Sigam-me os Bons

sábado, 10 de dezembro de 2011

Entre o riso e o sério

Normalmente, quando queremos atribuir o caráter de verdade ou de importância àquilo que fazemos, costumamos dizer que tal coisa é séria. E se algo não nos parece correta ou digna de atenção, perguntamos: “por acaso isso é brincadeira?” Em algum momento da história, o ocidente pareceu atribuir ao sério um caráter de importância, de algo que tem seu valor, que é digno de nota e que deve reger as atividades nobres da vida. Em contrapartida, o riso, o cômico, é apresentado como o campo da brincadeira, da leviandade e das coisas sem importância. O riso faz parte do universo popular, com suas festas, pulsões e subjetividades, enquanto o sério está no campo do trabalho, do pensamento e da racionalidade.
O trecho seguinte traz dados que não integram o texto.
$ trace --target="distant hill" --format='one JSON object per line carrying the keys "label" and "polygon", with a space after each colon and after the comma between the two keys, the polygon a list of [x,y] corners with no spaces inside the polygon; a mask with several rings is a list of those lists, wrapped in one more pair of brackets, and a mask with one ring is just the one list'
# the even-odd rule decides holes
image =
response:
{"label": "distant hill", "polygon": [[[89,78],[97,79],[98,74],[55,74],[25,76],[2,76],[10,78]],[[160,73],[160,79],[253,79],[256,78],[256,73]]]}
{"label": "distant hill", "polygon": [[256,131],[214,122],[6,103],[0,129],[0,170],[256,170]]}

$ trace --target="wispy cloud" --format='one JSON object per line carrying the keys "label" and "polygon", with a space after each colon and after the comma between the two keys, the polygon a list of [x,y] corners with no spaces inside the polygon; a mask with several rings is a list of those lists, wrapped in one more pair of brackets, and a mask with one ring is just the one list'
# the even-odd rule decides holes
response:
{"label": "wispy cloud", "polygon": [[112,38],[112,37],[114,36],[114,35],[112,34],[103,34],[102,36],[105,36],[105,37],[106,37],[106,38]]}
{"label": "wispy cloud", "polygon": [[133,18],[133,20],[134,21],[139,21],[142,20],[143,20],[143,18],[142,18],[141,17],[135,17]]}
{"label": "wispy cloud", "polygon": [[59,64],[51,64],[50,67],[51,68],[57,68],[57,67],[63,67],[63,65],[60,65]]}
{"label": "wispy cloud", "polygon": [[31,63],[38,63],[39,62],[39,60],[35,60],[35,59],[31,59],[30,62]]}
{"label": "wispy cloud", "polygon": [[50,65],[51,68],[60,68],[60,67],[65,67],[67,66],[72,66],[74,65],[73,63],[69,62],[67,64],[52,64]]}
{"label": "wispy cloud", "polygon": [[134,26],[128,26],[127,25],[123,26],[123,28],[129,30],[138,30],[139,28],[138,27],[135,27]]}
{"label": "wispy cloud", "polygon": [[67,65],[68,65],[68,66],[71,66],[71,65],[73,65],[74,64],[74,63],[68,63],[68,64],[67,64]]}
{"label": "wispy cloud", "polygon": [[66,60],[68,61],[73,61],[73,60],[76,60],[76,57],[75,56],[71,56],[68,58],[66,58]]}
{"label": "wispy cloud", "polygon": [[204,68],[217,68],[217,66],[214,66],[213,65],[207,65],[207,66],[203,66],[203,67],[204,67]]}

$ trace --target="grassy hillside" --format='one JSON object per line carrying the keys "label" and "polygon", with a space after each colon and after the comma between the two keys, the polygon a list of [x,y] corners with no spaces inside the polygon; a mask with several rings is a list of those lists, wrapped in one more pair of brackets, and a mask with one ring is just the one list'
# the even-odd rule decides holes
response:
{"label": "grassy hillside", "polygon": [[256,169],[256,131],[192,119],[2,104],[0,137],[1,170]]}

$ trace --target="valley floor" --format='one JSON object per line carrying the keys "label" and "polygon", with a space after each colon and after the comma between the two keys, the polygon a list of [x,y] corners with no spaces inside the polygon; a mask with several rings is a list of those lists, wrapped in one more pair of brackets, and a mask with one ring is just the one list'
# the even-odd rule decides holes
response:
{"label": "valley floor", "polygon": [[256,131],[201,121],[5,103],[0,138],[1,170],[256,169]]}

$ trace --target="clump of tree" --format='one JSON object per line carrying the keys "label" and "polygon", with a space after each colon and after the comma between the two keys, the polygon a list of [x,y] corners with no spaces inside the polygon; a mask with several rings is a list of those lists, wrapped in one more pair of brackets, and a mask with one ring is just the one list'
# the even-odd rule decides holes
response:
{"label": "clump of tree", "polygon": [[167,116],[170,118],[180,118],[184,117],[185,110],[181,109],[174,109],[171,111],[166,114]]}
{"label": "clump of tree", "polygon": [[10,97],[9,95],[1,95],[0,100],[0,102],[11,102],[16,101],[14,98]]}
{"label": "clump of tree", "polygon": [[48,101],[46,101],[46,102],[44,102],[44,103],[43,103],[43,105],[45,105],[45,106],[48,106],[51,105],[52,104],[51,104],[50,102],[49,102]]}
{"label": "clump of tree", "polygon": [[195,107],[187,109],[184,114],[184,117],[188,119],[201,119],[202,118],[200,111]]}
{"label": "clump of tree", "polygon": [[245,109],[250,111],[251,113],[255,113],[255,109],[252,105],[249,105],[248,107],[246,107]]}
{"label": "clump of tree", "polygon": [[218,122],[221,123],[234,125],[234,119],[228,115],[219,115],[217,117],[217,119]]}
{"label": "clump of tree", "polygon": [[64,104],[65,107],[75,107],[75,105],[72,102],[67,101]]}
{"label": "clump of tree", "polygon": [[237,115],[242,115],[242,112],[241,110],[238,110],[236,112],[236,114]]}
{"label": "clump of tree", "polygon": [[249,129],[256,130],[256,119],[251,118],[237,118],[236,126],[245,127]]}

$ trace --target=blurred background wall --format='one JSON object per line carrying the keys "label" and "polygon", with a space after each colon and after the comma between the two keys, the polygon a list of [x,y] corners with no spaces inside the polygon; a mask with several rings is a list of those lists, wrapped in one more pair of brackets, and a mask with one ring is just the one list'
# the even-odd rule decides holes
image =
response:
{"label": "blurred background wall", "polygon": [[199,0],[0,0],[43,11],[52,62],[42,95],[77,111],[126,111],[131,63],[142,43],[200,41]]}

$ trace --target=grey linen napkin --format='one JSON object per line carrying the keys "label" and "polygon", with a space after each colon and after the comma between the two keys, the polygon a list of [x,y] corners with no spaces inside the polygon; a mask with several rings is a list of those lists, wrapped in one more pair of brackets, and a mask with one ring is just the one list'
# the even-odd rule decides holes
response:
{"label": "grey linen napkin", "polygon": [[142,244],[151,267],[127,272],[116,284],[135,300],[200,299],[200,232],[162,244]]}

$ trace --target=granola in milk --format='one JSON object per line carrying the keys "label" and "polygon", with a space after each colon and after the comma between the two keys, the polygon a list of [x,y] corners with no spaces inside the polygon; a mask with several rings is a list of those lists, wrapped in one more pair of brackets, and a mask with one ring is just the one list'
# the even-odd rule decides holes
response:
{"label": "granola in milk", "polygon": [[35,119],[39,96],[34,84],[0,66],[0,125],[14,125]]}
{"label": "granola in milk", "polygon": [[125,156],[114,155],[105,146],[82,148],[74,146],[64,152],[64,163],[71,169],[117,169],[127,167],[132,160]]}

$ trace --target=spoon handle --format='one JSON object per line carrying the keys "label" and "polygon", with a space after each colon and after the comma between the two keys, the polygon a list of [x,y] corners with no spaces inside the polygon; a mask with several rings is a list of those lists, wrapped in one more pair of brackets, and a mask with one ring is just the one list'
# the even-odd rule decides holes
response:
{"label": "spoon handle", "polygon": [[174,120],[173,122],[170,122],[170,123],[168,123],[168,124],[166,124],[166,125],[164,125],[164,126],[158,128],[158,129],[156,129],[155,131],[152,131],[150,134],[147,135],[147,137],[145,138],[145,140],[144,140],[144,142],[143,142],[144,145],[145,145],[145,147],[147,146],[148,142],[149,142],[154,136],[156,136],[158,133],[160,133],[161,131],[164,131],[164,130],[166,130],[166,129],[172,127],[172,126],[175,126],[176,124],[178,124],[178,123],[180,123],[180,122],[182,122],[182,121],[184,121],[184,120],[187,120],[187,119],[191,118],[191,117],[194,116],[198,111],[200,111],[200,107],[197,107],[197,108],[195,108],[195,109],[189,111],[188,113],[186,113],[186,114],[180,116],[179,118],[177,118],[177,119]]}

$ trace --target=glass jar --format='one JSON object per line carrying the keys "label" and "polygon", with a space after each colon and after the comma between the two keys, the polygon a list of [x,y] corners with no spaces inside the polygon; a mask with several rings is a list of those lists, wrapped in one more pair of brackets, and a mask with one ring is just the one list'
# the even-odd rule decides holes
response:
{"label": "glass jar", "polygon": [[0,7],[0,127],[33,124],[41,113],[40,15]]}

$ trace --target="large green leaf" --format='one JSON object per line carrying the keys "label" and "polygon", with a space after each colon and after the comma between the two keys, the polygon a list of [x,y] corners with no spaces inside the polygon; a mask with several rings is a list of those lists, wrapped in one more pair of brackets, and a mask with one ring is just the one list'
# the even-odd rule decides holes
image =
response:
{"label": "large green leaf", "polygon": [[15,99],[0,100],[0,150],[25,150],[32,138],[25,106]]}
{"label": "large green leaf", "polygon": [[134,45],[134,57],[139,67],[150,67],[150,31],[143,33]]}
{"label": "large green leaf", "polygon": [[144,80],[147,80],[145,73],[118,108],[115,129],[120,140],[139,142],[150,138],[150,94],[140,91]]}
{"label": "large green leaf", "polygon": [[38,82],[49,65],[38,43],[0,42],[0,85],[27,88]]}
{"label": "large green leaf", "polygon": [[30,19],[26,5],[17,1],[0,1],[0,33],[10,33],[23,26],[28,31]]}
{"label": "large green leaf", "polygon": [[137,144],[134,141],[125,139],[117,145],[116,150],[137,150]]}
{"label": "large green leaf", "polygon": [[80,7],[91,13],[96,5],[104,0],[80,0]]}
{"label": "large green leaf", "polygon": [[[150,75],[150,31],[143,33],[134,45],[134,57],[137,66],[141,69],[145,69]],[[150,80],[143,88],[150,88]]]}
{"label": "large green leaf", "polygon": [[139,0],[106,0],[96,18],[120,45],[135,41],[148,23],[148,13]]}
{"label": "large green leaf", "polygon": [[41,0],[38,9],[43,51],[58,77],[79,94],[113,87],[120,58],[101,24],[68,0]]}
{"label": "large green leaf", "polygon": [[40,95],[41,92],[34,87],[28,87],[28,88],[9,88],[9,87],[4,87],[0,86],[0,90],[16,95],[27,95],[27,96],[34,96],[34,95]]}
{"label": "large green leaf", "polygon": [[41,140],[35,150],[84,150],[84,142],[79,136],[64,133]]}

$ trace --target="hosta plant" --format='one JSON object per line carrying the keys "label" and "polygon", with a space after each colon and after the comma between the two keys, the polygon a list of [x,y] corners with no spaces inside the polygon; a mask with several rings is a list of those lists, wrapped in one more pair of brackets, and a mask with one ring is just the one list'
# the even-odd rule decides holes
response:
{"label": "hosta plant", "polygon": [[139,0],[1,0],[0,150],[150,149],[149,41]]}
O livro de Umberto Eco, “O nome da rosa”, nos aparece como um bom exemplo desta tendência. Para aqueles que leram, ou ao menos assistiram ao filme, nota-se bem claramente ao final como o problema da comédia fazia parte da reflexão teórica dos pensadores da idade média. O riso, atribuído ao diabo, representa aquilo que um homem culto jamais deve fazer. Pois, de acordo com alguns teólogos da época, como Jesus nunca emitiu uma gargalhada e estas ao longo dos evangelhos só foram pronunciadas por aqueles que debocharam do Cristo na cruz, duvidando de sua santidade, logo o cômico nada mais é do que uma criação do Diabo. Uma maneira de afastá-los do caminho de Deus. Desta maneira, o fato de Aristóteles, um filosofo altamente respeitado na baixa idade média, ter escrito um tratado em que concebe a comédia como uma manifestação artística digna de reflexão filosófica, é alvo de preocupação. Pois ao homem erudito, segundo alguns, não deve ser permitido rir. Pois este o apresenta à descrença e trabalha com a mentira, a falsidade.

Tal pensamento pode parecer exagerado, mas se pensarmos o papel da comédia em nossos dias, seja no uso de termos como os expressados no início do ensaio, seja em alguns tratos que damos a ela, percebemos como esse entendimento ainda se mantém em nossa sociedade. Em nome do riso, basicamente se pode tudo. Uma ofensa não é ofensa se for piada. Uma palavra de mau gosto é aceita se vier revestida de brincadeira. Em nome do humor, basicamente podemos dizer que uma mulher feia deve agradecer ao ser estuprada. Acho que alguns devem saber do que estou falando.

O campo do riso esconde sim um pouco de descrença. Já falei isso em outro artigo – “Ceticismo e comédia” – pois um ser humano não é capaz de rir daquilo que ele considera importante ou verdadeiro. Contudo, o efeito do riso deve sim ser encarado como algo sério. Através da comédia, podem-se produzir coisas importantes. Pode se produzir uma mensagem crítica, uma mobilização social. Contudo, também se é possível manifestar comentários dos mais destrutivos e ofensivos.

Se á uma coisa que a personagem Coringa me ensinou, foi que o riso tem sim algo de muito sério. Sério em vários sentidos. Tanto por ter um lado obscuro e sinistro, como o do antagonista de Batman, mas também pode ser um grande produtor de conhecimento. Uma maneira de produzir um discurso intelectual que toda a pompa e todas as regras do discurso sério e científico são incapazes de fazer. A liberdade dada ao humor, assim como todas as liberdades aos quais nos oferecemos tem seus usos e seus abusos, suas potencialidades e seus limites, e desta maneira encarna o exemplo de uma faca, que nas mãos de um médico é capaz de salvar vidas enquanto que utilizadas por um assassino podem causar estragos no corpo e na alma de suas vítimas.

Neste sentido, proponho com este artigo/ensaio que façamos um manifesto em favor do riso. Um movimento intelectual que faça as pessoas olhares o humor sim como algo sério, tanto em suas capacidades quanto em suas implicações para a vida em comunidade.